A sofreguidão das horas


“Porque é de manhã e
tudo em ti se acalma do que termina.
A neblina se inclina ao sol.
Dobra-se no feixe dos teus olhos
durante todo o até.”

Patricia Claudine Hoffmann

                                                Ilustração: Elena Schlegel



É de manhã que a sua fome de amor se acalma.
Se enrola no lençol branco e dorme, recém-nascido;
os raios de sol encortinam-se nos seus cílios e pincelam de dourado o quarto;
e tudo em volta é silêncio e imóvel permanência, 
até o final dos dias.

Como se o tempo não fosse o portador de ruínas,
ainda que também de discernimento.
O tempo que se veste de sol, durante o dia, e de lua, à noite,
para se camuflar com sua idade primeva e inaugural das trevas.

Entre o azul e o lilás do seu manto,
eis um senhor desdentado e vestido de outono,
sem nenhum pudor de suas folhas secas.

Nos milharais da infância, sua têz era sanguínea.
Com o arado em riste, fazia brotar suas sementes.
Seu sêmen povoava a terra herdada dos seus antepassados,
e tudo era vôo de pássaro e água fresca da fonte.

Agora, está só no mundo.
Tudo em volta é desesperança
e sol quente do meio-dia.
Riso amarelado de demônio, 
meio demente.

Nenhum chapéu para proteger sua fronte.

O suor salgado, machuca-lhe a pele cortada pelas folhas finas do capinzal.
Seus lábios ressequidos buscam o cálice esquecido entre as baldranas,
penduradas no paiol.

Fecha os olhos e finge dormir...

Penteia os cabelos da madrugada em seu colo, 
entre vígilias e despertares abruptos;
os gritos roucos no meio da noite despertam a ira dos ratos,
mas nem sua mãe vem aplacar-lhe os soluços.

O vento barbudo lá fora não ousa um balbucio.
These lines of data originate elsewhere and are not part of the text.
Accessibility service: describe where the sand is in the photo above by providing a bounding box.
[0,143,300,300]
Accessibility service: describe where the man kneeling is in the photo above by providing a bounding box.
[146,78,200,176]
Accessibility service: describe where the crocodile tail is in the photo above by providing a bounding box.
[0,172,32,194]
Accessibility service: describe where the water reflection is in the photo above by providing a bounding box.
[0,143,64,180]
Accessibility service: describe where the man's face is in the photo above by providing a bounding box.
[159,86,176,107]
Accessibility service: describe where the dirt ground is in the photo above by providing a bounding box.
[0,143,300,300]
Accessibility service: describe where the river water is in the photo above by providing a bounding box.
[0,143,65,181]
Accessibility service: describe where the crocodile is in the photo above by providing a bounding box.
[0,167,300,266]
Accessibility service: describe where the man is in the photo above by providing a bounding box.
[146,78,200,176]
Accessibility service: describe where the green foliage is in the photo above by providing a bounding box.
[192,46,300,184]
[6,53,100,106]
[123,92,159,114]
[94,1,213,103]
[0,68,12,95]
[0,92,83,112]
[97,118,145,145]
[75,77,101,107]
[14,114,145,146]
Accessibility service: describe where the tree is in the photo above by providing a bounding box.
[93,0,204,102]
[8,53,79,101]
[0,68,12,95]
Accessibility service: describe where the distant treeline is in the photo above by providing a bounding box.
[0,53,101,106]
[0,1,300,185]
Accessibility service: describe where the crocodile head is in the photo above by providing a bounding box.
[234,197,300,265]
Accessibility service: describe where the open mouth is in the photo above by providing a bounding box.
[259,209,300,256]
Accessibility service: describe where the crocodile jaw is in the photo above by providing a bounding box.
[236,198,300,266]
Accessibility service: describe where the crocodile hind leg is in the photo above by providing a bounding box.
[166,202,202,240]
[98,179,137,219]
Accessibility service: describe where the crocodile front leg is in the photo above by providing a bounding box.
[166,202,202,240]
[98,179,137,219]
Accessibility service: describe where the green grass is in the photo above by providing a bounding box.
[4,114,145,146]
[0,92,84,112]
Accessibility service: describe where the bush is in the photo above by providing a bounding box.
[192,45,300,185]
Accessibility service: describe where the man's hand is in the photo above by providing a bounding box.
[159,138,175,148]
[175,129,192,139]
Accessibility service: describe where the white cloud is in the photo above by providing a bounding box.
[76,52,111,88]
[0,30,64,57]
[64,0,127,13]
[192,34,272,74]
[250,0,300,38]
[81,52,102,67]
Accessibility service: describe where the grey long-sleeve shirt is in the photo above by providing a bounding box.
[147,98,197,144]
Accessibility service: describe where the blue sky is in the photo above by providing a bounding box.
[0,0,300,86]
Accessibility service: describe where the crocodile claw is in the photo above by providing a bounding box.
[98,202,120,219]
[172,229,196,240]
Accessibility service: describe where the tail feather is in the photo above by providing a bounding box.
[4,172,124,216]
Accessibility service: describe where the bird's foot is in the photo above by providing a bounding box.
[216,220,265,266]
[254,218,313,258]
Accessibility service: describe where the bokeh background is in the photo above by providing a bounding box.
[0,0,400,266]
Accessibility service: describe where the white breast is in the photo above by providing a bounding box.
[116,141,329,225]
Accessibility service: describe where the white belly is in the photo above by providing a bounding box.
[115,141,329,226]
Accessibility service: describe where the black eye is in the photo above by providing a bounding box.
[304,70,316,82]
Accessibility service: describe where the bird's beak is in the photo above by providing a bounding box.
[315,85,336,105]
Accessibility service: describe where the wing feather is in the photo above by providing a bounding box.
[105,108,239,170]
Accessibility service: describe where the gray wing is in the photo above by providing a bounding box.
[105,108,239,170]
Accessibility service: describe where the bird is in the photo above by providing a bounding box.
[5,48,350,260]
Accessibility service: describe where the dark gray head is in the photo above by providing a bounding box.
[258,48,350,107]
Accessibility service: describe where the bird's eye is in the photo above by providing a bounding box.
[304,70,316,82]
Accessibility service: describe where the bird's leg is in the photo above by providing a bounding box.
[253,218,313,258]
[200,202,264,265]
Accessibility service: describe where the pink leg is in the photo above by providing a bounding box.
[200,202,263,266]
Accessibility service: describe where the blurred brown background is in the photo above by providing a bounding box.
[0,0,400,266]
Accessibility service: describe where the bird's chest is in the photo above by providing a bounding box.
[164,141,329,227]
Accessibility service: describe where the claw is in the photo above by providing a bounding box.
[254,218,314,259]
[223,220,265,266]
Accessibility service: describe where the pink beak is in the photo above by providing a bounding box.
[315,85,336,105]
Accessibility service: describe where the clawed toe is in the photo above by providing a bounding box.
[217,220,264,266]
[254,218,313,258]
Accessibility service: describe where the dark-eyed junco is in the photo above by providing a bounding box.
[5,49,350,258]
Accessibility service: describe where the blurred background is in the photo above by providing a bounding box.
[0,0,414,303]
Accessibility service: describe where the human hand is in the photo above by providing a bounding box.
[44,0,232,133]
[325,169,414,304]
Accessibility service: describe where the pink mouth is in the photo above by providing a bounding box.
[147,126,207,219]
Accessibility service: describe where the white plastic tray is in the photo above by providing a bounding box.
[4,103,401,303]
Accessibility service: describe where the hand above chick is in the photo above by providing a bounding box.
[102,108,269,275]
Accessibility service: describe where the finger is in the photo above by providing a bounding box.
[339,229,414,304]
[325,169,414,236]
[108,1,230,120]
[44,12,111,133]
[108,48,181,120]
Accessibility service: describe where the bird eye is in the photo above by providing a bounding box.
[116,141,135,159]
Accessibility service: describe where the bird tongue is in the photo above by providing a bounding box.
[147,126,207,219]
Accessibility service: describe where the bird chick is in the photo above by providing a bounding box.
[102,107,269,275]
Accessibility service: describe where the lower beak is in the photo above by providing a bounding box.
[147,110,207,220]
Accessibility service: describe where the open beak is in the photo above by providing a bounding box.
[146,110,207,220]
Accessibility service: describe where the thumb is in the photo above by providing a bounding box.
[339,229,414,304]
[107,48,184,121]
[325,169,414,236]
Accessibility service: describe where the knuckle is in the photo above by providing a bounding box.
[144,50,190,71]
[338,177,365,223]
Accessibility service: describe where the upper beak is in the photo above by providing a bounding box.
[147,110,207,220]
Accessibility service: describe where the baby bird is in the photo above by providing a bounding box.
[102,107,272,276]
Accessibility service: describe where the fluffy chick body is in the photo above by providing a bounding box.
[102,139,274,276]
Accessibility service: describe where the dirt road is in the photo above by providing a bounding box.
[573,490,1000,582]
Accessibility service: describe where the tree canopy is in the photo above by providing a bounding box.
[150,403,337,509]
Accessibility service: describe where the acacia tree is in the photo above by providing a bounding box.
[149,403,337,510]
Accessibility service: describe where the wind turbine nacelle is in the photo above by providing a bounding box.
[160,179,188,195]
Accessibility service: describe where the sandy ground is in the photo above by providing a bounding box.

Teus dias já estão arrancados do calendário, bem o sabe,
mas carrega a tua cruz
com a convicção dos homens crentes na sofreguidão das horas,
no amanhecer dos dias que virão depois,
para os teus descendentes.

É de manhã que a sua fome de amor se acalma.

Então, adormece, renascido. 

São Paulo, 08 de Agosto de 2017.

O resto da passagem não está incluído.